Occasionally, we see the thoughts of the men’s captors, the Japanese officers or Korean guards. In all his life after, only for a moment does the Japanese Major Nakamura have the slightest doubt of his behavior during the war. To him, the Australian soldiers had shamed themselves by surrendering and were being given a chance to redeem themselves by serving the Emperor. We occasionally also get glimpses of the brutality of mind that characterizes the Japanese military.

Whether you like this book or not, it is not one you will soon forget. This novel won the Booker Prize last year. Although I preferred several of the other short- and long-listed books for the prize, I still found it compelling reading.

Related Posts

Unbroken: A World War II Story of Survival, Resilience, and Redemption

Life After Life

A God in Ruins

9 thoughts on “Day 722: The Narrow Road to the Deep North

  1. Naomi June 18, 2015 / 1:05 pm

    This sounds horrific, and along the lines of some of the stuff that goes on in Unbroken. I do think I’ll add it to my list of war books, though, because sometimes I’m in the mood to be devastated. Interesting to hear a bit about what the reviewers said about it.

    • whatmeread June 18, 2015 / 1:09 pm

      Hmm, it isn’t really brutal, even though there are some brutal acts in it. I don’t really know how to explain. I think Unbroken was much harder to read. Maybe because it also focuses on the romance and the hero’s later life it isn’t so bad. It certainly doesn’t describe the day-to-day life in the camp, but more signification incidents. I would describe the whole tone of the novel more as sort of depressed. It made me wonder how biographical it was and whether Flanagan was describing his own father’s life, not just what it was like for him during the war. I don’t want to give the impression that the novel is a downer either, though.

      • Carolyn O June 18, 2015 / 3:41 pm

        Interesting. I’ve not read Unbroken–though I greatly admire the courage of the man, of course–because I have some sense of what I’d be reading and I’m not ready to read that about a real-life person just yet. This book sounds like it’d be easier to take.

        I agree with Naomi–interesting to see that two prominent reviewers had such different positions!

      • whatmeread June 18, 2015 / 3:43 pm

        I can’t explain, but there’s something about the way it’s told that makes it not so hard to read as you’d expect. I guess that’s all I can say. And when I said it was depressed, I meant that the main character is depressed during almost all of the novel.

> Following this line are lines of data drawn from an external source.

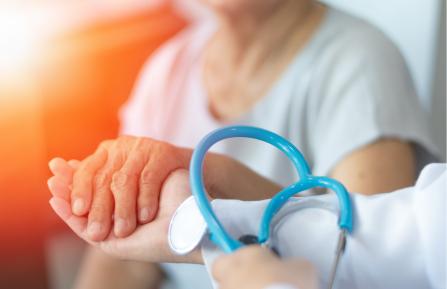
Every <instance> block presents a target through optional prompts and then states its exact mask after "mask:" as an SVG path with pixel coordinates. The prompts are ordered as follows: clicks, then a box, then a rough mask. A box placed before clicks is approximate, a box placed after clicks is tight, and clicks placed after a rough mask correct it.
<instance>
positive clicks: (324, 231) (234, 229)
mask: <svg viewBox="0 0 447 289" xmlns="http://www.w3.org/2000/svg"><path fill="white" fill-rule="evenodd" d="M446 194H447V166H446V164H432V165H429V166H427V167H426V168H425V169H424V170H423V171H422V173H421V175H420V176H419V179H418V181H417V183H416V185H415V186H414V187H410V188H406V189H402V190H399V191H396V192H392V193H387V194H381V195H375V196H362V195H358V194H353V195H352V202H353V207H354V231H353V233H352V234H351V235H350V236H349V237H348V240H347V245H346V251H345V254H344V255H343V257H342V258H341V261H340V264H339V269H338V273H337V277H336V280H335V284H334V288H340V289H342V288H343V289H347V288H349V289H356V288H358V289H370V288H371V289H379V288H383V289H386V288H390V289H400V288H402V289H403V288H405V289H413V288H414V289H442V288H446V258H447V251H446V238H445V233H446V215H445V214H446ZM312 199H316V200H317V201H319V202H323V203H324V204H325V206H326V207H327V209H329V211H328V210H325V209H322V208H306V204H308V201H309V200H312ZM267 203H268V200H267V201H259V202H243V201H235V200H215V201H213V207H214V210H215V212H216V214H217V216H218V217H219V219H220V220H221V222H222V224H223V225H224V226H225V227H226V228H227V229H228V231H229V232H230V234H232V235H233V236H234V237H236V238H238V237H239V236H241V235H243V234H247V233H248V234H257V232H258V227H259V220H260V216H261V215H262V212H263V211H264V208H265V206H266V205H267ZM337 207H338V205H337V199H336V197H335V196H334V195H332V194H331V195H324V196H318V197H306V198H305V199H301V200H297V199H294V200H292V201H291V202H289V203H288V204H287V205H286V207H285V208H283V209H282V210H281V213H280V214H278V216H277V217H276V218H275V220H274V230H273V237H272V240H273V244H274V245H275V246H276V247H277V249H278V250H279V252H280V254H281V256H283V258H288V257H302V258H305V259H308V260H310V261H311V262H313V263H314V265H315V266H316V268H317V270H318V272H319V279H320V280H319V281H320V288H326V286H327V282H328V276H329V271H330V267H331V265H332V262H333V260H334V252H335V247H336V241H337V237H338V227H337V223H336V221H337V216H336V215H335V214H334V213H333V212H330V211H331V210H332V211H334V210H335V212H336V211H337ZM201 245H202V252H203V256H204V259H205V264H206V266H207V268H208V269H209V268H210V267H211V266H212V263H213V261H214V259H215V258H216V257H217V256H218V255H220V254H222V252H221V251H220V250H219V249H217V248H216V247H215V246H214V245H213V244H212V243H211V242H210V241H209V240H208V238H204V240H203V241H202V243H201Z"/></svg>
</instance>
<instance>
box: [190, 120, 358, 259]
mask: <svg viewBox="0 0 447 289" xmlns="http://www.w3.org/2000/svg"><path fill="white" fill-rule="evenodd" d="M229 138H252V139H257V140H260V141H263V142H266V143H269V144H271V145H273V146H275V147H276V148H278V149H279V150H280V151H282V152H283V153H284V154H285V155H286V156H287V157H288V158H289V159H290V160H291V161H292V163H293V165H294V167H295V168H296V170H297V172H298V176H299V181H298V182H297V183H294V184H292V185H290V186H288V187H286V188H285V189H283V190H282V191H281V192H279V193H278V194H277V195H275V196H274V197H273V198H272V199H271V201H270V202H269V204H268V206H267V208H266V210H265V211H264V215H263V217H262V221H261V226H260V230H259V236H258V241H259V242H260V243H261V244H262V243H264V242H266V241H267V240H268V238H269V234H270V224H271V221H272V219H273V217H274V216H275V215H276V214H277V213H278V211H279V210H280V209H281V207H282V206H284V204H285V203H286V202H287V200H288V199H289V198H291V197H292V196H294V195H296V194H298V193H299V192H302V191H304V190H308V189H310V188H314V187H323V188H327V189H331V190H333V191H334V192H335V193H336V194H337V197H338V200H339V207H340V214H339V227H340V228H341V229H342V230H344V231H348V232H351V231H352V226H353V225H352V209H351V200H350V198H349V194H348V192H347V191H346V189H345V188H344V186H343V185H342V184H341V183H339V182H337V181H336V180H333V179H330V178H327V177H315V176H312V174H311V170H310V168H309V165H308V164H307V162H306V160H305V158H304V156H303V155H302V154H301V152H300V151H299V150H298V149H297V148H296V147H295V146H294V145H293V144H292V143H290V142H289V141H288V140H286V139H285V138H283V137H281V136H279V135H277V134H275V133H273V132H270V131H268V130H265V129H261V128H257V127H251V126H229V127H224V128H220V129H217V130H215V131H213V132H211V133H209V134H208V135H207V136H205V137H204V138H203V139H202V140H201V142H200V143H199V144H198V145H197V147H196V148H195V150H194V152H193V155H192V158H191V163H190V182H191V190H192V194H193V196H194V198H195V200H196V204H197V206H198V208H199V210H200V212H201V213H202V215H203V218H204V219H205V221H206V223H207V226H208V230H209V232H210V240H211V241H212V242H213V243H215V244H216V245H218V246H219V247H220V248H221V249H222V250H223V251H225V252H227V253H231V252H233V251H235V250H237V249H238V248H240V247H241V246H242V245H243V244H242V243H241V242H240V241H238V240H235V239H233V238H232V237H231V236H230V235H229V234H228V233H227V232H226V230H225V229H224V227H223V226H222V224H221V223H220V221H219V219H218V218H217V216H216V215H215V213H214V211H213V209H212V207H211V205H210V202H209V200H208V197H207V192H206V190H205V185H204V180H203V163H204V160H205V155H206V153H207V152H208V150H209V149H210V148H211V147H212V146H213V145H214V144H215V143H217V142H219V141H221V140H224V139H229Z"/></svg>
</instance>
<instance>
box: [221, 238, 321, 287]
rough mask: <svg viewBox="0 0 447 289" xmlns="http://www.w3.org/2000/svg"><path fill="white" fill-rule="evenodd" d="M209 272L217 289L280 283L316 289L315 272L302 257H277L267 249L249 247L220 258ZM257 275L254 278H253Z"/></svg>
mask: <svg viewBox="0 0 447 289" xmlns="http://www.w3.org/2000/svg"><path fill="white" fill-rule="evenodd" d="M212 274H213V276H214V278H215V279H216V281H218V282H219V288H220V289H239V288H241V284H243V288H244V289H263V288H267V286H269V285H272V284H275V283H283V284H288V285H292V286H295V287H297V288H300V289H317V288H318V287H317V272H316V271H315V268H314V267H313V266H312V264H310V263H309V262H306V261H303V260H295V259H292V260H290V259H289V260H287V259H286V260H280V259H279V258H277V257H276V256H275V255H273V254H272V252H271V251H269V250H268V249H265V248H262V247H260V246H248V247H246V248H242V249H240V250H238V251H236V252H235V253H233V254H231V255H224V256H222V257H219V259H217V260H216V262H215V263H214V264H213V268H212ZM253 276H256V278H253Z"/></svg>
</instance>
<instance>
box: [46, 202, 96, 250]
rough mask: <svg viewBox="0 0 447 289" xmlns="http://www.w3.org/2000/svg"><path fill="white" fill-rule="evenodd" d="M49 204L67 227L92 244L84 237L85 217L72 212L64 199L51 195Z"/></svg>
mask: <svg viewBox="0 0 447 289" xmlns="http://www.w3.org/2000/svg"><path fill="white" fill-rule="evenodd" d="M49 203H50V206H51V208H53V210H54V212H55V213H56V214H57V215H58V216H59V217H60V218H61V219H62V221H64V222H65V223H66V224H67V225H68V227H69V228H70V229H71V230H72V231H73V232H74V233H75V234H76V235H78V236H79V237H80V238H82V239H84V240H85V241H87V242H89V243H90V244H93V243H92V242H90V240H88V238H86V233H85V231H86V228H87V218H85V217H78V216H75V215H73V214H72V212H71V208H70V203H68V202H67V201H65V200H64V199H61V198H58V197H53V198H51V199H50V202H49Z"/></svg>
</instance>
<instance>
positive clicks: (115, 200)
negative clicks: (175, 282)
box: [49, 0, 414, 289]
mask: <svg viewBox="0 0 447 289" xmlns="http://www.w3.org/2000/svg"><path fill="white" fill-rule="evenodd" d="M201 2H203V3H204V4H205V5H207V6H208V7H210V8H211V9H212V10H213V11H214V12H215V15H216V16H217V18H218V19H219V30H218V32H217V33H216V35H214V37H213V39H212V40H211V41H210V42H209V43H208V45H207V47H206V49H205V51H204V55H203V60H204V61H203V62H204V70H203V76H202V77H203V83H204V85H205V88H206V91H207V94H208V96H209V109H210V111H211V113H212V114H213V115H214V117H215V118H216V119H219V120H222V121H230V120H232V119H237V118H238V117H240V116H241V115H243V114H244V113H245V112H247V111H249V110H250V109H251V108H252V107H253V105H255V104H256V103H257V101H259V100H260V99H261V98H262V97H263V96H264V95H265V94H266V92H268V90H269V89H270V87H271V86H272V85H273V84H274V83H275V81H276V80H277V79H278V78H279V77H280V75H281V74H282V72H283V71H284V70H285V69H286V68H287V65H288V64H289V63H290V61H291V59H293V58H294V57H295V56H296V54H297V53H299V51H300V49H301V48H302V47H303V46H304V45H305V44H306V43H307V41H308V39H309V38H310V37H311V36H312V35H313V32H314V31H315V30H316V28H318V25H319V24H320V22H321V20H322V19H323V18H324V17H323V16H324V14H325V8H324V7H323V6H321V5H318V4H317V5H316V4H315V2H314V1H311V0H281V1H276V0H264V1H259V0H201ZM384 141H386V142H388V140H378V141H377V143H375V144H374V145H373V147H372V148H371V147H370V145H367V146H365V147H362V148H358V150H356V151H354V152H352V154H350V155H347V156H346V157H345V158H344V159H342V160H340V162H339V163H338V164H337V165H336V166H335V167H334V168H333V171H332V176H333V177H335V178H337V179H339V180H340V181H341V182H343V183H344V184H345V185H346V186H347V187H348V189H350V190H352V191H356V192H366V193H368V194H372V193H378V192H383V191H390V190H392V189H395V188H398V187H403V186H407V185H410V184H411V183H412V182H413V178H414V165H413V155H412V152H411V146H410V145H409V144H406V143H404V142H401V141H398V140H394V142H393V143H392V144H384V143H383V142H384ZM104 146H105V147H107V148H104V150H106V151H107V152H108V149H109V148H110V145H106V144H104ZM115 148H116V149H118V148H119V146H115ZM102 153H104V152H102ZM382 155H383V156H385V155H386V157H384V158H383V159H382ZM96 156H97V158H99V159H100V160H99V161H97V163H96V164H98V167H101V166H99V164H100V163H102V162H104V163H105V162H106V160H105V159H104V158H102V159H101V152H100V151H99V152H97V155H96ZM121 156H122V154H121V153H119V152H117V153H116V155H114V156H107V159H112V160H113V161H107V163H108V166H109V167H111V168H117V167H119V164H121V163H123V161H122V160H120V157H121ZM115 157H116V158H117V159H114V158H115ZM60 161H61V162H62V163H63V164H64V165H65V164H66V162H65V161H63V160H60ZM91 162H94V161H91ZM64 165H63V166H64ZM78 165H79V163H78ZM230 166H231V165H228V167H230ZM62 170H66V172H65V173H60V172H59V171H58V170H55V171H54V172H55V175H56V176H58V175H63V176H68V175H70V173H72V172H70V169H67V168H66V167H65V168H64V169H62ZM98 170H99V168H98ZM233 170H234V169H233ZM67 171H68V173H67ZM101 171H102V174H101V175H100V176H101V177H98V178H94V179H93V178H91V177H90V178H89V177H87V178H85V179H89V180H90V181H86V182H87V186H86V189H85V190H84V189H82V190H81V189H79V190H78V189H76V188H77V187H78V185H77V184H78V183H82V182H83V179H84V177H76V180H77V181H76V183H75V185H74V192H75V193H74V195H75V196H78V195H81V196H82V195H83V194H84V193H86V195H85V204H84V205H85V207H84V208H83V209H79V211H78V210H77V209H75V208H73V209H75V210H74V211H75V212H77V213H78V214H77V216H84V217H85V214H87V211H89V210H90V208H93V211H94V212H95V213H93V214H92V216H91V217H90V214H89V215H88V219H89V220H88V222H91V223H94V221H99V222H100V223H101V224H103V223H104V225H101V227H99V230H93V229H92V232H91V236H92V237H93V238H94V239H95V240H102V239H103V238H105V237H106V235H107V233H106V232H107V231H108V230H110V229H112V227H111V226H112V223H111V219H110V218H111V216H109V213H111V212H112V211H113V208H114V203H115V202H116V201H117V200H118V199H119V200H118V202H119V203H121V202H123V204H122V210H120V212H119V214H120V217H121V219H125V220H126V221H125V222H124V223H122V224H125V226H123V227H118V226H117V227H116V228H114V229H115V231H116V232H115V233H116V234H117V235H118V236H127V235H129V234H131V232H132V231H133V230H134V229H135V226H137V225H138V224H145V223H146V221H145V220H146V218H142V217H141V216H144V215H145V214H141V213H139V212H141V208H145V207H147V208H149V213H150V214H149V215H150V217H148V220H149V221H150V220H151V217H153V216H155V212H156V210H157V204H156V203H151V202H149V200H153V201H155V199H156V197H157V196H158V194H160V192H157V193H158V194H157V193H155V194H154V193H150V194H149V193H147V194H146V193H145V194H144V195H145V196H146V197H141V198H142V199H147V202H146V205H144V204H139V201H140V199H139V198H137V199H136V200H135V194H136V191H135V189H134V188H129V189H124V190H122V192H126V193H125V194H124V193H121V194H119V192H120V190H118V188H117V187H116V186H115V187H112V186H111V184H112V181H113V180H114V178H111V177H110V172H109V173H107V172H106V171H105V170H101ZM88 174H89V175H93V173H92V172H90V173H88ZM248 175H249V177H248V178H245V179H244V178H243V175H237V176H229V175H225V174H223V173H222V174H221V175H220V177H217V178H221V179H225V180H226V184H225V185H222V186H221V187H217V186H216V185H213V183H215V182H213V181H211V182H210V184H208V185H210V186H212V188H211V187H210V191H212V192H214V193H215V194H216V196H220V197H222V198H231V197H232V196H234V195H235V194H234V193H235V192H238V198H243V199H244V198H245V199H256V198H265V196H267V195H268V193H269V192H270V191H273V190H272V188H274V187H275V185H274V184H272V183H268V184H265V187H268V189H264V190H260V191H259V192H258V193H256V192H252V190H251V189H252V187H253V186H252V185H251V184H250V182H248V181H247V180H248V179H250V176H253V178H255V177H254V175H252V174H251V173H248ZM218 176H219V175H218ZM165 177H166V176H165ZM78 179H79V180H78ZM255 179H256V178H255ZM95 180H97V181H98V182H97V183H94V181H95ZM115 180H116V183H117V184H121V185H122V184H126V183H127V184H130V183H133V184H135V183H136V180H135V176H134V177H133V178H132V177H131V178H126V177H124V178H122V177H116V179H115ZM158 181H159V180H157V182H158ZM61 182H62V181H61V180H60V179H58V178H56V179H53V180H50V182H49V185H50V186H54V187H57V188H59V189H60V190H55V193H56V194H61V192H63V191H65V193H67V191H69V190H71V189H70V188H67V187H64V185H63V184H64V183H62V185H61ZM88 182H91V183H90V185H89V183H88ZM241 184H243V186H244V187H243V188H240V191H237V188H238V187H239V186H242V185H241ZM113 188H114V189H113ZM113 191H116V192H117V194H113ZM148 191H150V190H148ZM154 191H156V190H154ZM154 191H152V192H154ZM95 192H97V193H95ZM69 195H70V194H68V195H67V194H64V196H69ZM119 196H121V198H119ZM127 197H129V198H130V200H128V201H127V202H125V200H126V198H127ZM89 198H91V199H89ZM66 201H70V202H71V196H70V197H67V200H66ZM92 204H93V205H92ZM134 204H135V211H134V210H132V207H133V205H134ZM71 205H72V206H74V207H75V205H74V203H72V204H71ZM80 207H82V206H80ZM87 208H88V209H87ZM125 212H128V213H125ZM151 214H152V215H151ZM138 215H140V219H137V216H138ZM94 216H95V217H94ZM102 226H103V227H102ZM95 227H97V228H98V226H95ZM88 260H89V263H88V264H89V268H94V270H96V271H95V272H96V273H97V274H93V273H92V274H90V275H89V276H90V277H91V278H90V279H89V278H87V277H88V276H87V277H86V278H83V280H84V281H85V282H83V283H82V286H81V287H78V288H82V289H91V288H97V286H98V284H101V286H100V287H101V288H110V289H114V288H119V287H117V286H118V285H117V284H121V283H123V282H125V281H123V280H128V279H131V278H133V275H132V274H129V273H128V272H130V271H131V269H129V268H130V267H132V265H130V263H123V262H122V261H121V260H118V259H116V258H112V257H108V256H107V255H102V256H101V254H100V253H98V252H97V251H96V252H93V253H92V254H91V255H90V258H89V259H88ZM105 263H108V264H109V265H110V267H108V269H109V270H108V272H107V273H108V274H104V273H103V272H102V268H104V266H103V265H104V264H105ZM95 264H96V265H95ZM141 266H143V267H142V268H146V269H147V267H144V265H141ZM146 266H147V265H146ZM82 272H85V270H84V271H82ZM90 272H91V271H90ZM147 272H148V274H147V275H150V274H149V270H147ZM150 272H153V273H154V274H158V273H157V272H159V271H157V270H151V271H150ZM105 275H108V277H107V278H99V277H98V276H105ZM85 276H86V275H85V274H84V277H85ZM157 278H158V277H157V276H154V278H149V279H151V280H152V279H157ZM87 279H89V280H87ZM142 280H143V279H142ZM142 282H143V284H144V282H147V281H144V280H143V281H142ZM147 284H149V282H147ZM129 288H130V287H129ZM154 288H155V287H154Z"/></svg>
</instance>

      • Naomi June 18, 2015 / 7:04 pm

        That gives me a good sense of it – thanks!

  2. Cecilia June 18, 2015 / 7:26 pm

    I think it was on NPR that Richard Flanagan recently talked about his father and the connection to this book. I was in the car and couldn’t hear the whole thing, but it’s worth looking up if you didn’t catch it.

    I would love to read this book but worry if it is too difficult violence-wise. But you mention that it wasn’t so bad…?

    • whatmeread June 19, 2015 / 11:04 am

      I didn’t feel it was that bad, but I might have a different sensibility. The thing is, the focus wasn’t always on the camp.

  3. The wandering gastronomist June 26, 2015 / 11:45 pm

    I was fortunate enough to hear Richard Flannigan speak at the Sydney Writers Festival recently, and having read the book prior (I’m a mad Bookers Prize geek), having the author discuss how the book came to be was wonderful. I had so much more of an appreciation of the book.

    • whatmeread June 27, 2015 / 3:23 pm

      That must have been very interesting.